A massive contamination recently caused the largest recall of consumer meat in Canadian history. The E.coli was first detected at the XL Foods Inc. plant in Alberta on Sept.4. But despite this massive recall, local producers have seen little to no impact on their products.
David Stezenko, co-owner of Quality Market, said when they heard about the recall they immediately got rid of any of the meat listed on the Canadian Food Inspection Agency’s website, but overall the recall had little impact.
“We do carry meat from the west, but we also carry some local meat,” Stezenko said. “We’ve had some customers asking. They asked if we had any of the products affected and we said no. The recall has had very little impact.”
The company carries certified grass-fed beef that comes from Emo and that product makes up about 20 per cent of the Quality Market’s beef sales.
Stezenko said they make sure their beef is safe by working closely with both the supplier and trade association so if there is any kind of issue they know right away.
“I know the national media are making a huge deal of this but on the ground here in Thunder Bay there’s not the same kind of thought that you’re seeing on TV,” he said.
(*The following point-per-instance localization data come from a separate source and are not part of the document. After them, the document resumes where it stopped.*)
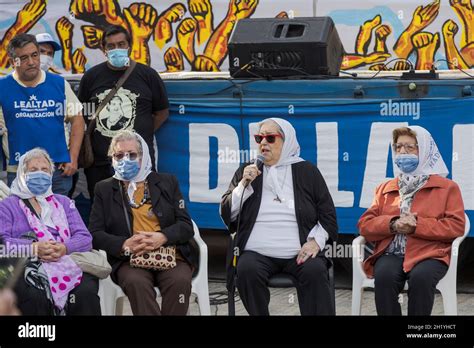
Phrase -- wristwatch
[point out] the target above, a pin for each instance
(392, 225)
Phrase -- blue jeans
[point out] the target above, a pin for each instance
(61, 184)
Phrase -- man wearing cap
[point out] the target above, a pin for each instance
(47, 49)
(33, 113)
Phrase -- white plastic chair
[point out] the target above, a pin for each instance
(447, 285)
(112, 296)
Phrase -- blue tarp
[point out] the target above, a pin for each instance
(348, 137)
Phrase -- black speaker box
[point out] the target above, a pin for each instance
(282, 47)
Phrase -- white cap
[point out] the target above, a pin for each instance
(47, 38)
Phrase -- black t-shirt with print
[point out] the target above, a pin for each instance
(132, 107)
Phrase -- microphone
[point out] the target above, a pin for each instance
(259, 163)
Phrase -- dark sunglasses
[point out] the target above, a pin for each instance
(132, 156)
(270, 137)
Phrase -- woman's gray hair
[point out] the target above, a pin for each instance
(125, 135)
(37, 152)
(280, 131)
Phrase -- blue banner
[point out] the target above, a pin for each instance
(343, 126)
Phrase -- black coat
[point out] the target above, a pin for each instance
(313, 204)
(108, 225)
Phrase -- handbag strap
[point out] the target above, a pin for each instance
(114, 90)
(30, 206)
(125, 210)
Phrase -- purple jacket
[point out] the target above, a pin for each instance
(13, 224)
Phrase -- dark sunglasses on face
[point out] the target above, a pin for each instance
(270, 137)
(132, 156)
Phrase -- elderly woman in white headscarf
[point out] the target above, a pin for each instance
(50, 225)
(136, 212)
(287, 217)
(413, 220)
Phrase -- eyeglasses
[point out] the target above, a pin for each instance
(270, 137)
(397, 147)
(132, 156)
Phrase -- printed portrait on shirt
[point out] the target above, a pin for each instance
(119, 113)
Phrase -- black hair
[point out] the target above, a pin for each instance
(114, 30)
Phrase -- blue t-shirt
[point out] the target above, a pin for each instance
(34, 117)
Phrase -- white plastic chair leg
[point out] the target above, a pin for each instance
(203, 300)
(450, 301)
(356, 297)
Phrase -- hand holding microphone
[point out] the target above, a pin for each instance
(251, 171)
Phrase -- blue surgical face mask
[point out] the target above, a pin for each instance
(407, 162)
(126, 168)
(38, 182)
(118, 57)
Rob Walsh, a local farmer with Northern Unique Catering, said local meats are typically much safer than beef that is shipped in from abroad because farmers like himself raise the animals, feed them and then taken them to slaughter.
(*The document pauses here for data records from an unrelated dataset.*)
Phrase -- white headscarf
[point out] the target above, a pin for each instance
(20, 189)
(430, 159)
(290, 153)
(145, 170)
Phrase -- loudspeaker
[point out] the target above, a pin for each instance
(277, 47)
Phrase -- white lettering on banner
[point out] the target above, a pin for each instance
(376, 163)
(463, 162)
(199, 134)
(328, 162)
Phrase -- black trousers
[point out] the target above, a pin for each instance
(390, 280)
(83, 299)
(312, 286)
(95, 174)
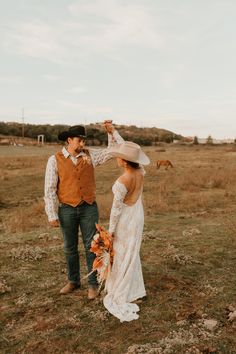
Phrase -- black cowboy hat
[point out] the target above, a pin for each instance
(72, 132)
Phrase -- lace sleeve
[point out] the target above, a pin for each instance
(120, 192)
(100, 156)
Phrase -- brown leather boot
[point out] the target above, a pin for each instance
(92, 293)
(68, 288)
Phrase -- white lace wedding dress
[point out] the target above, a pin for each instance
(125, 281)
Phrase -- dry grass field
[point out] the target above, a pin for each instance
(188, 256)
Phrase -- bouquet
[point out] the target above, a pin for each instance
(102, 246)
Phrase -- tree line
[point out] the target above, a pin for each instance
(95, 133)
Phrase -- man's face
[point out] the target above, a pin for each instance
(76, 144)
Many farmers like Walsh will even take their meats directly to the market where they expect to face consumer scrutiny and are asked questions about their product.
Walsh raises wild boar and has about 140 animals. He said he anticipates an increase in business because of the massive recall and hopes people will use this as an educational experience on where they get their meat.
“This recall is a perfect example of globalizing food and if everything is going well then it’s OK, but as soon as something bad happens we’re in real big trouble,” he said. “People want to know where their food is coming from. How they are raised, what they’re fed.”
The trend to get meat closer to home isn't unique to northwestern Ontario. Walsh said he’s also selling to restaurants in southern Ontario.
Walsh said even if something were to go wrong it would never reach the same kind of level and affect as many people as the XL recall.